The trace log records enter/exit events for model calls, subprocesses, and other long-running actions — useful for diagnosing a stuck or in-progress eval. Records are formatted like hawk logs output; use --raw to get the underlying JSON-lines for tooling. Access requires the same model-group permissions as viewing the eval's results. Only available while the runner pod is still running.

hawk trace abc123 -f                            # Follow new trace lines live (Ctrl-C to stop)
hawk trace abc123 --full --raw > trace.log      # Raw trace for: inspect trace anomalies trace.log

hawk stacktrace options:

Option	Description
`--native`	Include native (C-extension) stack frames
`--json`	Output py-spy's JSON instead of the formatted text dump

Captures a live py-spy stack dump of the runner process (PID 1) inside the runner pod. Useful for diagnosing a stuck eval — shows exactly where each thread is blocked right now. Live only (runner pod must be running).

Viewing Results¶

Command	Description
`hawk web [EVAL_SET_ID]`	Open eval set in browser
`hawk view-sample UUID`	Open a specific sample in browser
`hawk list jobs`	List your launched jobs (eval-sets and scans); `--all` for all visible jobs
`hawk list eval-sets`	List all eval sets
`hawk list evals [ID]`	List evals in an eval set
`hawk list samples [ID]`	List samples in an eval set
`hawk transcript UUID`	Download a sample transcript
`hawk transcripts [ID]`	Download all transcripts for an eval set
`hawk download-artifacts [ID]`	Download sample artifact files for an eval set

hawk list samples options:

Option	Description
`--eval TEXT`	Filter to a specific eval file
`--limit INT`	Max samples to show (default: 50)

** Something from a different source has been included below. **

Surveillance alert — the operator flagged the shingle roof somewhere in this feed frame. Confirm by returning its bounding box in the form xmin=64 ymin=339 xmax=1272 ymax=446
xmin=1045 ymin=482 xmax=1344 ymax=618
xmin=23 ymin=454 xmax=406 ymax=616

hawk transcript / hawk transcripts options:

Option	Description
`--output-dir DIR`	Write to files instead of stdout
`--raw`	Raw JSON instead of markdown
`--limit INT`	Limit number of transcripts

hawk download-artifacts options:

Option	Description
`--sample UUID`	Download artifacts for one sample only
`--output-dir DIR` / `-o DIR`	Output directory (default: `artifacts/<eval-set-id>`)

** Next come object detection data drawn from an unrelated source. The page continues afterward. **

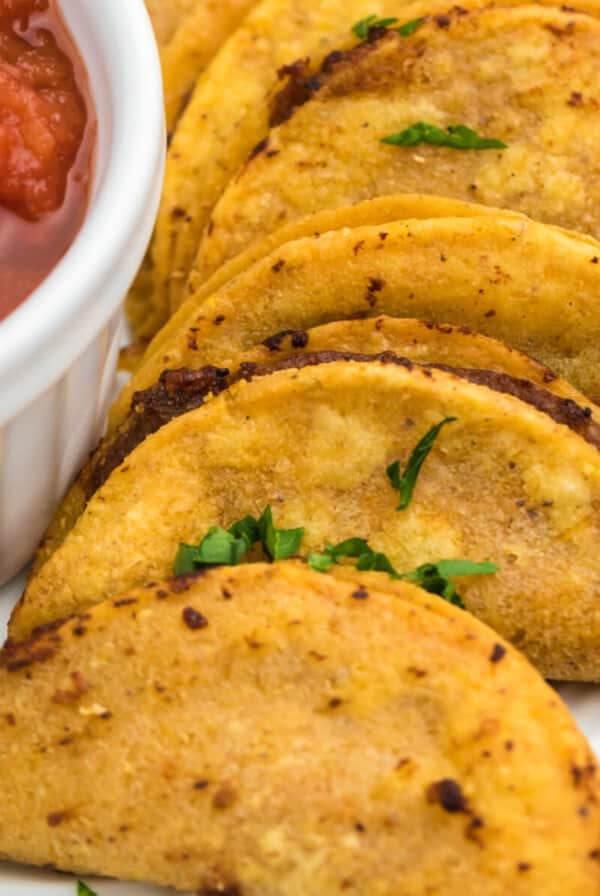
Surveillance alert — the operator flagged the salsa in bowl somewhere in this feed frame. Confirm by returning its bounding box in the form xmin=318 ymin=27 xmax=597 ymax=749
xmin=0 ymin=0 xmax=96 ymax=320
xmin=0 ymin=0 xmax=166 ymax=583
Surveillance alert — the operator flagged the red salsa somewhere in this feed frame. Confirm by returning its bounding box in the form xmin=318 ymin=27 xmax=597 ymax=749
xmin=0 ymin=0 xmax=96 ymax=320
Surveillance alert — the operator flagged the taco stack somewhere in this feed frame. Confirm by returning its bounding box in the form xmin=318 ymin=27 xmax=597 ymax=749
xmin=0 ymin=0 xmax=600 ymax=896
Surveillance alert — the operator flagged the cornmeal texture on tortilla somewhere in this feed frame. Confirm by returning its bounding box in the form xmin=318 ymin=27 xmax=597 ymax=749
xmin=0 ymin=563 xmax=600 ymax=896
xmin=110 ymin=215 xmax=600 ymax=430
xmin=193 ymin=6 xmax=600 ymax=278
xmin=16 ymin=352 xmax=600 ymax=680
xmin=34 ymin=316 xmax=600 ymax=572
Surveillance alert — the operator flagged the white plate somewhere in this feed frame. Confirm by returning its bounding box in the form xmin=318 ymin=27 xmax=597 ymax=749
xmin=0 ymin=579 xmax=600 ymax=896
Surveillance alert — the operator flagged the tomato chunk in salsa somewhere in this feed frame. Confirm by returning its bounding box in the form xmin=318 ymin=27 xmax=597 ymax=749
xmin=0 ymin=0 xmax=95 ymax=320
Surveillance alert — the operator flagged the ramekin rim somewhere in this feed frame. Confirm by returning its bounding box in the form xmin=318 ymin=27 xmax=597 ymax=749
xmin=0 ymin=0 xmax=164 ymax=396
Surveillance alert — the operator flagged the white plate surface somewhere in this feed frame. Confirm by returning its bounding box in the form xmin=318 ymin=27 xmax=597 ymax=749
xmin=0 ymin=579 xmax=600 ymax=896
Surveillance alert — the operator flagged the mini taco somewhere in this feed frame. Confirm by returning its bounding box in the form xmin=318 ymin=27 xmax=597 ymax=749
xmin=110 ymin=209 xmax=600 ymax=429
xmin=16 ymin=352 xmax=600 ymax=680
xmin=197 ymin=6 xmax=600 ymax=279
xmin=34 ymin=316 xmax=600 ymax=570
xmin=0 ymin=563 xmax=600 ymax=896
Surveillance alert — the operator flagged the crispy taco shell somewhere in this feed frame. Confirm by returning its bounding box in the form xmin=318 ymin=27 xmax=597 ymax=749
xmin=0 ymin=563 xmax=600 ymax=896
xmin=34 ymin=317 xmax=600 ymax=572
xmin=110 ymin=210 xmax=600 ymax=429
xmin=198 ymin=6 xmax=600 ymax=278
xmin=144 ymin=0 xmax=599 ymax=336
xmin=16 ymin=352 xmax=600 ymax=680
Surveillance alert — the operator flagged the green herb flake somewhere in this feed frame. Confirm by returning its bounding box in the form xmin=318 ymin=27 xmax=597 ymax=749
xmin=386 ymin=417 xmax=458 ymax=510
xmin=394 ymin=16 xmax=427 ymax=37
xmin=381 ymin=121 xmax=507 ymax=149
xmin=77 ymin=880 xmax=98 ymax=896
xmin=401 ymin=560 xmax=498 ymax=610
xmin=258 ymin=507 xmax=304 ymax=562
xmin=352 ymin=15 xmax=427 ymax=40
xmin=352 ymin=15 xmax=398 ymax=40
xmin=173 ymin=507 xmax=304 ymax=576
xmin=174 ymin=526 xmax=251 ymax=576
xmin=308 ymin=538 xmax=498 ymax=610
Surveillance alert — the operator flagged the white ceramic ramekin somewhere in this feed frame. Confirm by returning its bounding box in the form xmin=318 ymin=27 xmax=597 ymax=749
xmin=0 ymin=0 xmax=165 ymax=584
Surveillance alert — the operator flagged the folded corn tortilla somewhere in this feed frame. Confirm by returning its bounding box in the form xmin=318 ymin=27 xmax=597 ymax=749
xmin=16 ymin=352 xmax=600 ymax=680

Artifacts are written as <output-dir>/<sample-uuid>/<artifact-path>. When --output-dir is omitted, the output directory is artifacts/<eval-set-id>. Existing files are overwritten.

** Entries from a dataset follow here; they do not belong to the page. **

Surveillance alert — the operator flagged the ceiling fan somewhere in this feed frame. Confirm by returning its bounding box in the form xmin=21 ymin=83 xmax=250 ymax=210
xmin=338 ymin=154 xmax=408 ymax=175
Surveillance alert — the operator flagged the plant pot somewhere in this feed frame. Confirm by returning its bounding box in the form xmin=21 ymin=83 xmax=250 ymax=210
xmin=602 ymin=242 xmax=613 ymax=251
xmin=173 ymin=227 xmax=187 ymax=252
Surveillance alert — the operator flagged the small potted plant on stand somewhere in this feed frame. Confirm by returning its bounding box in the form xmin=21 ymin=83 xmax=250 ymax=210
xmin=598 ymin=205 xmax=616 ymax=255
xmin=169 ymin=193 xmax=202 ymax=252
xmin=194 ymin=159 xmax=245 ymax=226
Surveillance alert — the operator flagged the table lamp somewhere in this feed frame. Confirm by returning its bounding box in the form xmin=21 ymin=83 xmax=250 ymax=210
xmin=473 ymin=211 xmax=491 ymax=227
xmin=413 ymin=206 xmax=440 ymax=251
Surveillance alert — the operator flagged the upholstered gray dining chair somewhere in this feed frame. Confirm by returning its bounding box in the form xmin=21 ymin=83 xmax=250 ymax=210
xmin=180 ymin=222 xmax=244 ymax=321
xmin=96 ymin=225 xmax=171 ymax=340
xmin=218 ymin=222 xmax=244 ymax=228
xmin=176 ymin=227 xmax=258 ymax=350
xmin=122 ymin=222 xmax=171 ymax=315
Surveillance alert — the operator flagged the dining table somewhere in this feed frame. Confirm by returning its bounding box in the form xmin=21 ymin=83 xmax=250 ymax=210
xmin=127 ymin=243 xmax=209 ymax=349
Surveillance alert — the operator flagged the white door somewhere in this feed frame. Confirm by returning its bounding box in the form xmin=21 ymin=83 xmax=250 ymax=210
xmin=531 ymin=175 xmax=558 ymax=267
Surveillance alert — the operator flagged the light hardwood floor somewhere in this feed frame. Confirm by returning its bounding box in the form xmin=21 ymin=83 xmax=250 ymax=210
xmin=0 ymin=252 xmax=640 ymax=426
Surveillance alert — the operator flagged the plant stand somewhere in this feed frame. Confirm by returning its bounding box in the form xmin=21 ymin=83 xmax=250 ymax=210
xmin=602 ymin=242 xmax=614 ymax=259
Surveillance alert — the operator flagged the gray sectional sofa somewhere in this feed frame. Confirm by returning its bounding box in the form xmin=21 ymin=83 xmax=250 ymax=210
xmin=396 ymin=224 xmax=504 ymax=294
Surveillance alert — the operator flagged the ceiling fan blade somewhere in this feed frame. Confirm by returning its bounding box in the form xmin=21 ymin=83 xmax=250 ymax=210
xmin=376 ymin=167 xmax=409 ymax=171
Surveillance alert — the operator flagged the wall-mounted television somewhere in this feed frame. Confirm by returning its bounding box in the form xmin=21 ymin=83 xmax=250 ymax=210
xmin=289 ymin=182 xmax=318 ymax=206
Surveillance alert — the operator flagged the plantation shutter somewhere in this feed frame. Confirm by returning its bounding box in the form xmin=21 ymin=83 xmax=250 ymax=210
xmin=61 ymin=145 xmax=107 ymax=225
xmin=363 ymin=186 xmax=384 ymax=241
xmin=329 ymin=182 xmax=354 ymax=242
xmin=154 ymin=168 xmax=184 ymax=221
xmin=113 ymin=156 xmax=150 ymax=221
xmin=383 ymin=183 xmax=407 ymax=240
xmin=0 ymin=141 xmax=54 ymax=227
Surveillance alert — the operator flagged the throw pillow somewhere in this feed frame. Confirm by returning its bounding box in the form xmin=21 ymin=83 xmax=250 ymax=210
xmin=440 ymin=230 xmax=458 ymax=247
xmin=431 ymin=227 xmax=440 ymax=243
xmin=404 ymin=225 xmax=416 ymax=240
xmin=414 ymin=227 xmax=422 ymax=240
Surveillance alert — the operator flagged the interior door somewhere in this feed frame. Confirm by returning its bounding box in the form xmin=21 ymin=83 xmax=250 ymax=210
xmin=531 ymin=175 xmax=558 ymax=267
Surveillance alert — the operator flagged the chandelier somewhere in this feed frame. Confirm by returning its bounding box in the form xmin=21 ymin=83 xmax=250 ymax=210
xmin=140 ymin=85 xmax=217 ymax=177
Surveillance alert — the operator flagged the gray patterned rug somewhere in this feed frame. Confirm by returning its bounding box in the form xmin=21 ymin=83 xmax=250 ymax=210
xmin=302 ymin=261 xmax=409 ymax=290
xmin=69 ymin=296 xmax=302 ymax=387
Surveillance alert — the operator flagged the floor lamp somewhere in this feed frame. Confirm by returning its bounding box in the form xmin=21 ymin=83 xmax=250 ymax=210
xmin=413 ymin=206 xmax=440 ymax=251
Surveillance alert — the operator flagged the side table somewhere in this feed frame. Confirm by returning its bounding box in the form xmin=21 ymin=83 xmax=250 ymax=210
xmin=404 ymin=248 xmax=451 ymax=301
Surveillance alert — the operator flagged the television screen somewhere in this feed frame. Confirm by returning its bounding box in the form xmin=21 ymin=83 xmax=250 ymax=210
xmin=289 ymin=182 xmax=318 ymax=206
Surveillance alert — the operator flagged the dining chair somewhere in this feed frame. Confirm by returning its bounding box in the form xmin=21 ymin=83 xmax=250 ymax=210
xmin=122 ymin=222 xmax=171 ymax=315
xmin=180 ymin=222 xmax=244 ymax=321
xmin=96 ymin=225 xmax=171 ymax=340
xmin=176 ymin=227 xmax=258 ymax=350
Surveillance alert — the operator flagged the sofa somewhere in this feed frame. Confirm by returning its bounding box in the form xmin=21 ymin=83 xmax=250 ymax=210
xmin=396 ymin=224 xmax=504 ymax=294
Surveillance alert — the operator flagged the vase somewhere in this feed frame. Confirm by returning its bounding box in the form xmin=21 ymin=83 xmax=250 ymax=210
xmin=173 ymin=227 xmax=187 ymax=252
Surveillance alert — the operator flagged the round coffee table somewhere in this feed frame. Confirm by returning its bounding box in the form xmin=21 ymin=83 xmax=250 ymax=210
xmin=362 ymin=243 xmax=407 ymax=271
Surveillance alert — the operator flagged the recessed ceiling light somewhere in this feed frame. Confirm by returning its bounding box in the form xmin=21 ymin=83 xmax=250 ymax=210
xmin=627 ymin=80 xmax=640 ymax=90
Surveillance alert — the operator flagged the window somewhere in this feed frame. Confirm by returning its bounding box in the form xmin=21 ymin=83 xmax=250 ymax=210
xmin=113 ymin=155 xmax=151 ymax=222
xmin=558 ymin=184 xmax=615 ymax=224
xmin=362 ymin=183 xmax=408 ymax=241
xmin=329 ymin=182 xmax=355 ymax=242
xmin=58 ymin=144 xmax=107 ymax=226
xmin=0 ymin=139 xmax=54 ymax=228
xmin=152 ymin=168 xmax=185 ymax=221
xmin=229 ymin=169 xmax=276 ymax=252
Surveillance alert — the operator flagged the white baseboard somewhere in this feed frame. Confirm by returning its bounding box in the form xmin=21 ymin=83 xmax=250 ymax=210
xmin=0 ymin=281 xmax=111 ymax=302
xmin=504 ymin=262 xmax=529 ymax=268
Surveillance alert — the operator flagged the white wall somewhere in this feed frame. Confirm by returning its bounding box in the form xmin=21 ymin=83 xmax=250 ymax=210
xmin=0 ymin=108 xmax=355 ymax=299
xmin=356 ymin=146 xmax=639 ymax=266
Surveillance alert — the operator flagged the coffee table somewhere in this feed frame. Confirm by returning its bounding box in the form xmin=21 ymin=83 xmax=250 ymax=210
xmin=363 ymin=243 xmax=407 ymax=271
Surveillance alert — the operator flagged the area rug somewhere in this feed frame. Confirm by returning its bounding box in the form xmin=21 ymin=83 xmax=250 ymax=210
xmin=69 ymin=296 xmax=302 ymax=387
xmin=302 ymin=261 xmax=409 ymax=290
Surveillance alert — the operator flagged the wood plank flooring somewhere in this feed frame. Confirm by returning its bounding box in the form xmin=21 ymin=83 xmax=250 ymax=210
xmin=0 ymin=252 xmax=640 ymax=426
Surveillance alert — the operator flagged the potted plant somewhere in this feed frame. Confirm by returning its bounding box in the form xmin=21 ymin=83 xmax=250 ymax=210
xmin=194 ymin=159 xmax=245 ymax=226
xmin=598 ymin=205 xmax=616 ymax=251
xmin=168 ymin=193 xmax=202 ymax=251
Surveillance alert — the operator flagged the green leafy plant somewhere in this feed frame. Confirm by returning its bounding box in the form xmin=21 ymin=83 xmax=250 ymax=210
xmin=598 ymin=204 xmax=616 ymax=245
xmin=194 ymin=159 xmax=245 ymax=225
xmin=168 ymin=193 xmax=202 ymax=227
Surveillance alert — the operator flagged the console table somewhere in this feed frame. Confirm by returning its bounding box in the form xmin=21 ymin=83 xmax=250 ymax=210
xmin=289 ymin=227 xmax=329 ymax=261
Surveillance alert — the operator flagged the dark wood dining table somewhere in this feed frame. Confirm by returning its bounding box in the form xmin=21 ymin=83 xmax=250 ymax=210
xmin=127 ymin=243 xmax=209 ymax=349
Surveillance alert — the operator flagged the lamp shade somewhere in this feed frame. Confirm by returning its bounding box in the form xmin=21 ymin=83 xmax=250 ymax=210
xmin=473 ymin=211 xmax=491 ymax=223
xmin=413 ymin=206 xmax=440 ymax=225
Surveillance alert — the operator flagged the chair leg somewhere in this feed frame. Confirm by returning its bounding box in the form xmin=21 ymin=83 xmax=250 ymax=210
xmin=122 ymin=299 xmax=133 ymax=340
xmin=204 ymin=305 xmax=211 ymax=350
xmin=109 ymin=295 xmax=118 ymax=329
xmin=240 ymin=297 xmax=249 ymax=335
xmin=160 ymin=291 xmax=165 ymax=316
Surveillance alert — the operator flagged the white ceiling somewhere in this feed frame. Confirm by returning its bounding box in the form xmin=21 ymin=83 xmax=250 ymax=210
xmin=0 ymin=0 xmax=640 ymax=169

When EVAL_SET_ID is omitted, Hawk uses the last eval set from the current session.

Management¶

Command	Description
`hawk stop [EVAL_SET_ID]`	Stop eval gracefully, scoring partial work (`--error`, `--sample UUID`)
`hawk delete [EVAL_SET_ID]`	Delete eval set's Kubernetes resources (logs are kept)
`hawk edit-samples FILE`	Submit sample edits (JSON or JSONL)
`hawk import PATH`	Import locally-produced `.eval` files into the warehouse (`--name NAME`)

Other¶

Command	Description
`hawk config`	Print the current CLI configuration
`hawk version`	Print the local CLI version and the deployed server version
`hawk models`	List models accessible via the LLM proxy
`hawk scan-export SCANNER_RESULT_UUID`	Export scan results as CSV

Human Registry¶

Manage external participants and their SSH public keys. This feature allows humans to perform an evaluation, for example to create human baselines.

Command	Description
`hawk human register --name NAME --ssh-key KEY`	Register a new human
`hawk human list`	List all registered humans
`hawk human update NAME --ssh-key KEY`	Update a human's SSH public key
`hawk human delete NAME`	Remove a human from the registry

Human Evaluations¶

Run evaluations where a registered human does the work inside the sandbox instead of an LLM agent.

Command	Description
`hawk human eval start CONFIG --human NAME`	Start a human evaluation. Accepts any eval-set YAML — the server swaps in the configured human-agent solver and clamps `epochs=1` / `limit=1`. Add `human_eval.agent_args` to the config to set args on the installed agent (e.g., `user`, `record_session`). Same secrets/image flags as `hawk eval-set`, plus `--no-rewrite` to pass the config through unchanged
`hawk human eval ssh-command [EVAL_SET_ID]`	Print a copy-paste-ready SSH command for the sandbox (defaults to the most recently started eval-set)

ssh-command polls the eval logs for the agent's SSH connection details and prints a ssh -J command that hops through the shared jumphost to reach the sandbox pod. Pass --timeout SECONDS (default 600) to bound how long it waits for the sandbox to come up.